With one hand on a patchwork of controls aimed at taming record house prices, governments with their other hand are at the same time selling land to developers at rising prices.
Homes in cities such as Beijing are more expensive by some measures than Britain or Japan, a dismal outcome for a central government campaign aimed at making homes more affordable to Chinese. House prices in September rose nationwide at their fastest pace in three years.

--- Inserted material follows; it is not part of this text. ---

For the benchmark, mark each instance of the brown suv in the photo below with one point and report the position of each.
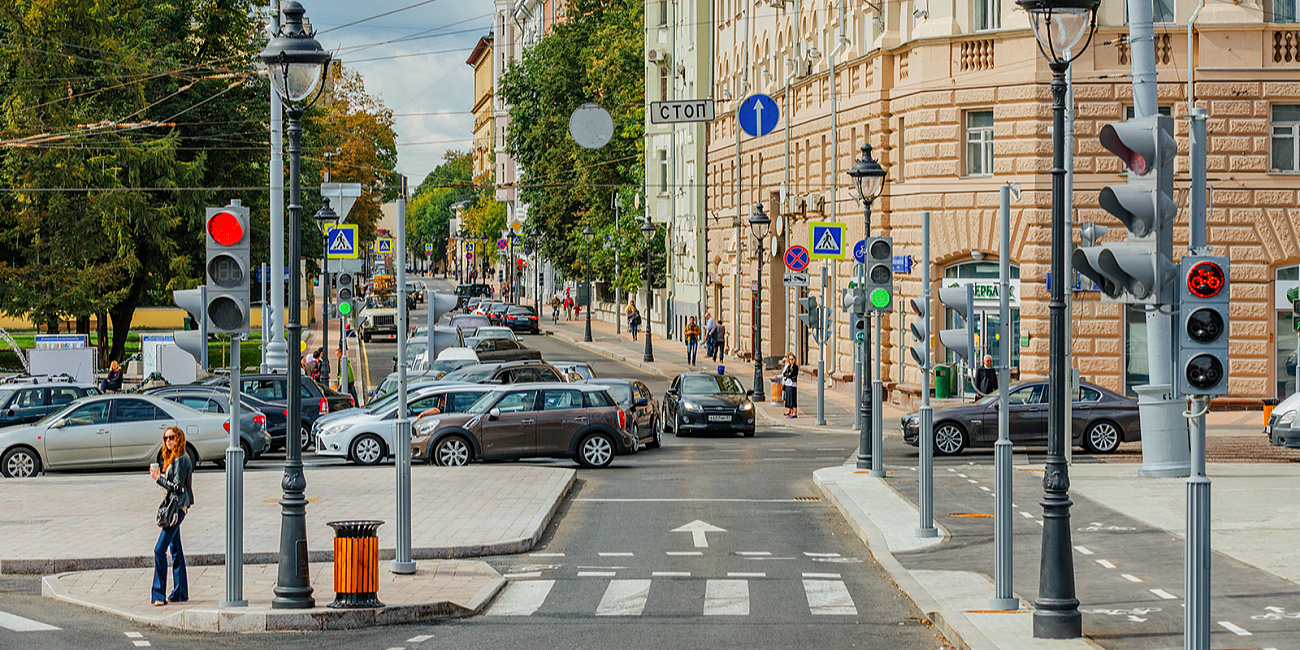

“The starting point of local governments is to keep land prices relatively high,” said Zou Xiaoyun, deputy chief engineer at China Land Surveying and Planning Institute, a research unit affiliated to the land ministry. “Governments are not willing to see home prices fall.”
via Reuters
Content is for general information purposes only. It is not investment advice or a solution to buy or sell securities. Opinions are the authors; not necessarily that of OANDA Business Information & Services, Inc. or any of its affiliates, subsidiaries, officers or directors. If you would like to reproduce or redistribute any of the content found on MarketPulse, an award winning forex, commodities and global indices analysis and news site service produced by OANDA Business Information & Services, Inc., please access the RSS feed or contact us at info@marketpulse.com. Visit https://www.marketpulse.com/ to find out more about the beat of the global markets. © 2023 OANDA Business Information & Services Inc.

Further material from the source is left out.